In the language of SQL, a view is a pre-defined query and its results; every time you query a view, the underlying query is executed and you get the results back.
However, continually re-executing queries is expensive, so another implementation of views instead stores the view’s results as a physical table, i.e. it caches them. Because this involves storing the results, they’re referred to as materialized views.
Materialized views are often maintained with some periodicity and don’t reflect the underlying data with total fidelity. This essentially makes them snapshots of the results, meaning any updates that have happened since the snapshot was generated will not be reflected in the materialized view. It’s easy to liken this to the batch processing strategy discussed above; you occasionally perform some expensive computation and cache the results.
However, it’s also possible that if you were to describe the changes that happened in the underlying database that you would be able to reflect those changes in materialized views without needing to periodically recompute the answer to the query in total. Instead, each successful operation could be passed to an engine that could then parse the operation and, if necessary, update the materialized view. This is known as an incrementally updated materialized view.

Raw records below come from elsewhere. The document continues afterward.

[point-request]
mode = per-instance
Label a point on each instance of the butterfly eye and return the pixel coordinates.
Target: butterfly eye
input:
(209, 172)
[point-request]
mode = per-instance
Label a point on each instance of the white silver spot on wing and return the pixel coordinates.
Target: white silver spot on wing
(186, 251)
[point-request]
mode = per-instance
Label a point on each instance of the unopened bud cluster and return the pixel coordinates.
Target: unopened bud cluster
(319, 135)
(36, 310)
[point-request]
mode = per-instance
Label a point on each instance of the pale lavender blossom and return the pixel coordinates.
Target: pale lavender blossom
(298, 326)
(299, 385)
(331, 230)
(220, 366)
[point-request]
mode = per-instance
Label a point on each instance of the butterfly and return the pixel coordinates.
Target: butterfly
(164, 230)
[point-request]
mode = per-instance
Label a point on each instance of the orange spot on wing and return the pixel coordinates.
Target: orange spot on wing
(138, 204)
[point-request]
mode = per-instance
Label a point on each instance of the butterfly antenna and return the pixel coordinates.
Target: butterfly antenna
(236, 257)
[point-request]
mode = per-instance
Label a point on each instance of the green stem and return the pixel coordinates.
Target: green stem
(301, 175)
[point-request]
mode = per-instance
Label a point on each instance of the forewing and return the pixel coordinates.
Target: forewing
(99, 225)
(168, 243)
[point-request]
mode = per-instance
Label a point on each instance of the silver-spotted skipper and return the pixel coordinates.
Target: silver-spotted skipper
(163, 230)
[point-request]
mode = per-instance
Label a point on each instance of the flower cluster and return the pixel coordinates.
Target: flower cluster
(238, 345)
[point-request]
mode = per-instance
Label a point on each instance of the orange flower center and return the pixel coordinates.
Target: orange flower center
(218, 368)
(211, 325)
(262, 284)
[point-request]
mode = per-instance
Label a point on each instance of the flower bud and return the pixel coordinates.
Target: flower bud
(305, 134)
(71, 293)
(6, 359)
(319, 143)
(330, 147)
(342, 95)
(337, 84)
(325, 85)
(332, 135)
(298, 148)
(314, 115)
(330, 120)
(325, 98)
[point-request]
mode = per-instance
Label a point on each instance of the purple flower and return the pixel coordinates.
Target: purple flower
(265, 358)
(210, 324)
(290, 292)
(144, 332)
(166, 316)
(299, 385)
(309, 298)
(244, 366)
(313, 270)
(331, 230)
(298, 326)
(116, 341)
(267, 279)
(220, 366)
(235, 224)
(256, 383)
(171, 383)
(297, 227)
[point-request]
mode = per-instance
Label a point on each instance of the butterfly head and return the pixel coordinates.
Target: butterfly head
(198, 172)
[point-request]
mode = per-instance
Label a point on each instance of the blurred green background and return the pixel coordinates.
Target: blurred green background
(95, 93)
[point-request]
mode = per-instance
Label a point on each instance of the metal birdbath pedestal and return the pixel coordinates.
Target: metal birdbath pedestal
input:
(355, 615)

If we understand the implementation of incrementally updated materialized views as “the need to see a stream of updates that are occurring to the underlying database”, it could be modeled simply as “change data capture” (CDC). Using CDC, whenever a change occurs to the underlying database, a structure describing the change is propagated to some destination.

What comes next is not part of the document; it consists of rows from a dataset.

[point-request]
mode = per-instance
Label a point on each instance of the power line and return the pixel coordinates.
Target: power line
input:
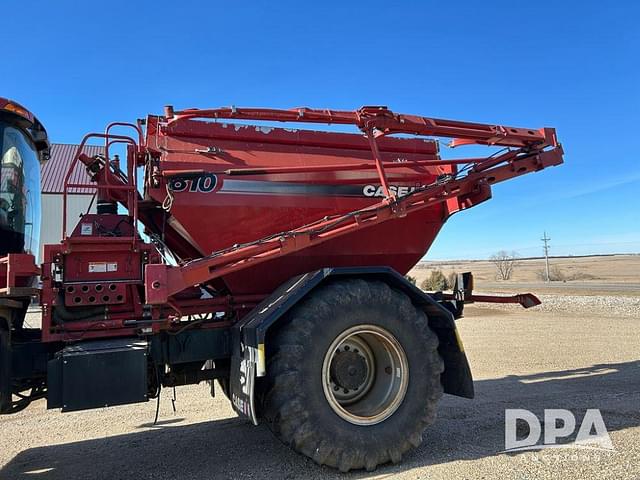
(546, 247)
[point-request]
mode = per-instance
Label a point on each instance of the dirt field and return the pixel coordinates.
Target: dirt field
(600, 275)
(531, 359)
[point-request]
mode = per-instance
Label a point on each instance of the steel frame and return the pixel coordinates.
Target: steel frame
(532, 150)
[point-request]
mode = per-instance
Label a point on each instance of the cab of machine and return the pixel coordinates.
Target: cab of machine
(23, 147)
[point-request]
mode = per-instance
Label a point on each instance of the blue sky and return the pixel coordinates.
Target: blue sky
(572, 65)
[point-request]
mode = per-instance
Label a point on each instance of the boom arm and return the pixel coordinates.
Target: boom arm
(535, 150)
(383, 121)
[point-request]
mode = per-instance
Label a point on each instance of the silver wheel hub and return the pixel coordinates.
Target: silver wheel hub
(365, 374)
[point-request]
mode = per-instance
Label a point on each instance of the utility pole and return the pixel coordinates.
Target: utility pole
(546, 239)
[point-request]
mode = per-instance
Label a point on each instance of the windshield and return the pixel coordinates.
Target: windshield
(19, 193)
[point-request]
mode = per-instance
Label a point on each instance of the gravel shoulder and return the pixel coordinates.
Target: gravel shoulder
(578, 357)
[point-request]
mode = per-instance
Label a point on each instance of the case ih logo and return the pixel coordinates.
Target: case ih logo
(205, 183)
(377, 191)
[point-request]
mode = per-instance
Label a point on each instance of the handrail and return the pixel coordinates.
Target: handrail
(66, 185)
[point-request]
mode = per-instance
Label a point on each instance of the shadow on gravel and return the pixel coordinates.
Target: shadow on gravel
(232, 448)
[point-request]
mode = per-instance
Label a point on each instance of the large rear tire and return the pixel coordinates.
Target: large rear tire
(353, 376)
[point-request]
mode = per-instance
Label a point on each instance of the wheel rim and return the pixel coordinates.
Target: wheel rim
(365, 375)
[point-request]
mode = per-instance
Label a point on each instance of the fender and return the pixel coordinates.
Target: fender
(250, 334)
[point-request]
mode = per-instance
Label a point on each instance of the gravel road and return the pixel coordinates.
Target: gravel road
(542, 358)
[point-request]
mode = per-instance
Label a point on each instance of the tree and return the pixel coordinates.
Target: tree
(505, 263)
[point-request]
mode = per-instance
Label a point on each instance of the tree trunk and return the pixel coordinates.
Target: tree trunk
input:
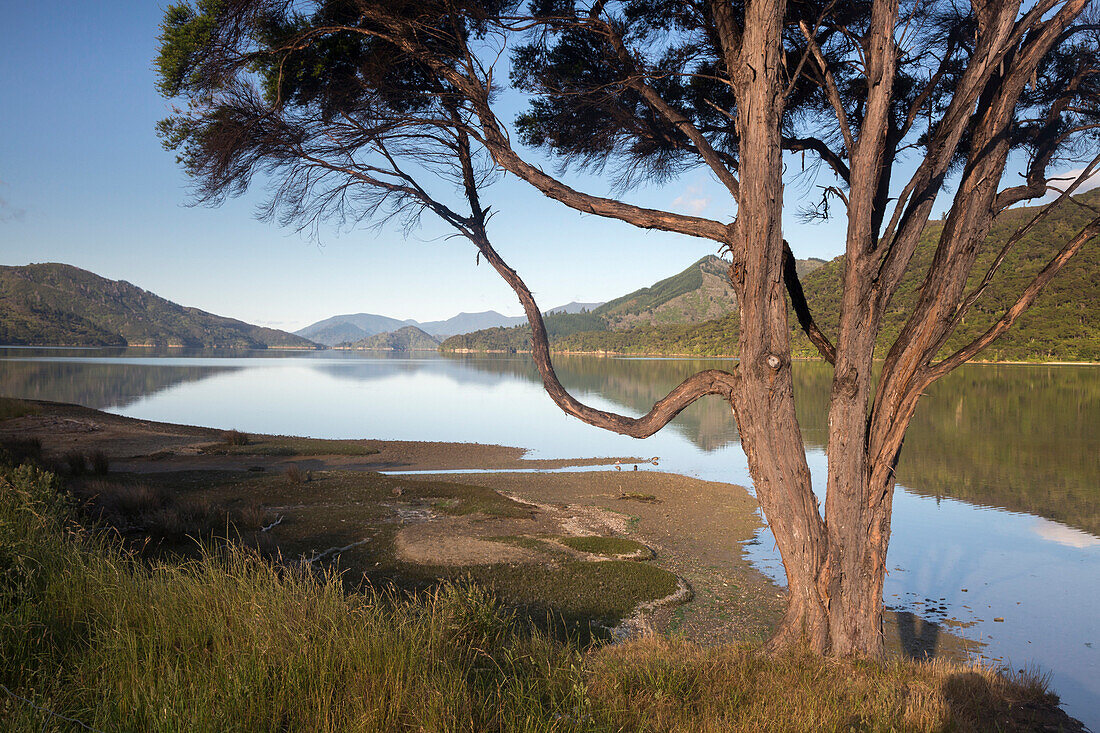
(765, 398)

One such destination you can use for CDC is a stream like Apache Kafka. As your database changes, you can describe those changes in a published feed, and services that care about those changes can subscribe to it.
To maintain materialized views using a stream of data, you need an engine to subscribe to the CDC streams, and then perform the computations for and maintenance of the materialized view.
One approach to this is using a dataflow engine, which is a set of computations that work over streams of data; they take a stream as their input, transform it, and output their own stream. If you think of dataflows in similar terms as functional programming, you can see that they can complete arbitrarily complex tasks.
By modeling a SQL query as a dataflow, you can take in a CDC stream, apply a set of transformations to it, and then observe the results as final operator’s output set.
Putting it all together
To put all of this together, Materialize lets you:
- Describe queries you want to know the answer to as materialized views, which is a concept implemented in SQL.
- Use CDC streams to feed our dataflow engine to create and maintain the answers to those queries.
Ultimately, this lets you refresh answers to your queries very quickly because Materialize continually updates their answers as new data streams in.
How does Materialize work?
While we’ve covered the high-level details above, this section gives some of the more specific details about Materialize itself.
Materialize ingests streams of data from Kafka, which are publishing a CDC stream from an upstream relational database (e.g. MySQL or PostgreSQL). In its current iteration, the only CDC tool known to work with Materialize is Debezium.
Using a familiar SQL interface, you can define which tables from Kafka you want Materialize to monitor (known as “sources”), as well as which queries you want answer (known as “views”). Materialize then creates a dataflow for your views using a Differential dataflow.
Like we mentioned above, a dataflow is a set of connected operators that each both consume and produce streams of data, creating a network of computation that can respond to streams of input data that sources supply. Differential dataflows are special, though, in that they can easily perform incremental updates at each step of the dataflow.
As data streams in from your sources, your dataflows determine which data are relevant and update their result sets only if it needs to, e.g. there are new rows or values they care about have changed.
When you query one of your views, Materialize can simply return the dataflow’s result set from memory, which should always be faster than computing the answer from scratch.
Materialize vs. Other Methodologies
Batch processing relies on perform large, expensive computations infrequently. This means that you can never achieve real-time results, and it often does not build upon its prior computations.
In contrast, Materialize continually updates queries as data comes in, which means it performs small, efficient computations constantly. This enables real-time results and builds upon all of your prior computations.
Materialized views in relational databases
To maintain materialized views, most RDBMSes occasionally re-run the view’s underlying query. This results in a potential impact to the database’s performance while updating the view, as well as data that is only infrequently up-to-date.